The verdict is in: The NFL has ruled that Tom Brady is suspended for four games, the Patriots must pay a $1 million fine and lose two important future draft picks.

Ray Rice must be relieved that he was never accused of knowing someone deflated balls before a game. Rice was suspended only two games for slugging Janay Palmer, his then-fiancée, in an elevator and dragging her out the door when it opened.

And Don Shula’s big horn must be burdensome (“NFL Notebook: Shula takes shot at Brady, Patriots,” Page C9, May 10).

Many of us admired the Dolphins under self-satisfied Shula’s tutelage – easy to do with their record of that time. But most of the story was filled with his condemnation, palpable animosity toward Brady and the Patriots, but no reference to facts to justify his judgment.

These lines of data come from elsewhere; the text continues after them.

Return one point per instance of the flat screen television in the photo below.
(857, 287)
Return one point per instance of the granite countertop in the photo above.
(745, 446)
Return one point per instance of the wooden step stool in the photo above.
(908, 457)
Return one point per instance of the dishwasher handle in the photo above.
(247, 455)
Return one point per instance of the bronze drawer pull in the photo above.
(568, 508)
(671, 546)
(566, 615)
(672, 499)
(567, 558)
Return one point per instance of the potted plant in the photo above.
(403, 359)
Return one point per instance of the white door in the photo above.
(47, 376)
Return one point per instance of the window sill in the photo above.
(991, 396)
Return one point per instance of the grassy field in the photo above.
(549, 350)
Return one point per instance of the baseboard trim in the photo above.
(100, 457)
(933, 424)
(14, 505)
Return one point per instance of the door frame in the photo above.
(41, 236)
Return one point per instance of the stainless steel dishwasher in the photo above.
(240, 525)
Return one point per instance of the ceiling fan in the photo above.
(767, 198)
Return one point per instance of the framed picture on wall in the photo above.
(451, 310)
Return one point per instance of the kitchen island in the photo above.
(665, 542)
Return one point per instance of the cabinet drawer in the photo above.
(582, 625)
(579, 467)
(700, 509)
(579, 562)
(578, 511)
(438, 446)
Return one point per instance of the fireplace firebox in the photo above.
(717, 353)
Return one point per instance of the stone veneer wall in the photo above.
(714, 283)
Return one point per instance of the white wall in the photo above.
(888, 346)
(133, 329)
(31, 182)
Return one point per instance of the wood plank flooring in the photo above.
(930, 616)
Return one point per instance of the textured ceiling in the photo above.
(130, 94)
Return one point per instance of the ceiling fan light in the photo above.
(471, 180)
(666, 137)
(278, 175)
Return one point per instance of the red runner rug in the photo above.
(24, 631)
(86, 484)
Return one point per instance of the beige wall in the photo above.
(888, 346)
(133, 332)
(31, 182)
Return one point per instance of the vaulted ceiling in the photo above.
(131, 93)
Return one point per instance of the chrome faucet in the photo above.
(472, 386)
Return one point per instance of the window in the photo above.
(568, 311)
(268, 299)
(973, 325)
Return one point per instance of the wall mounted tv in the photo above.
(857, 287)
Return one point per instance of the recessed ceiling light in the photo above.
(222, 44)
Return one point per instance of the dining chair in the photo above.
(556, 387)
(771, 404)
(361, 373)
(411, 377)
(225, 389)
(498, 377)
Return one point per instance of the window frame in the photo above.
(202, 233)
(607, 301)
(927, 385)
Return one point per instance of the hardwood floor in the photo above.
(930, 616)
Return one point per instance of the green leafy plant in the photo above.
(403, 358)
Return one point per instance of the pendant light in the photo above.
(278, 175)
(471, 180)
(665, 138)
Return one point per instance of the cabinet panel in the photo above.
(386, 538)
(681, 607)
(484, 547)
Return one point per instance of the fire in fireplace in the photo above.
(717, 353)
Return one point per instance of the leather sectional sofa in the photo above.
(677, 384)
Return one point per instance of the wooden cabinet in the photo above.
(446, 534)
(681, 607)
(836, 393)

Doesn’t the NFL require evidence or proof of wrongdoing before issuing discipline? Shouldn’t it?

And Adam Kilgore of The Washington Post, whose commentary was carried the same day in the Telegram – headlined “Brady lied.” Again, did he require no proof of the damning label? Shouldn’t he have had that as the foundation of his strong opinion?

It took a long time for the NFL to be persuaded to further discipline Rice, formerly of the Baltimore Ravens. While that case does not parallel the debate about deflated balls, its similarity lies in the fact that the video of Rice and Palmer was persuasive. It was confirmation.

If the NFL commissioner and his oversight colleagues could not find hard evidence of Brady’s actions within an over-200-page report, shouldn’t the final conclusion have been “inconclusive?”

We don’t want our team to be anything other than decent men, the champions they have shown themselves to be. If Brady’s suspension holds, we can handle it. But in the absence of proof, scalding name-calling should “probably” be suspended.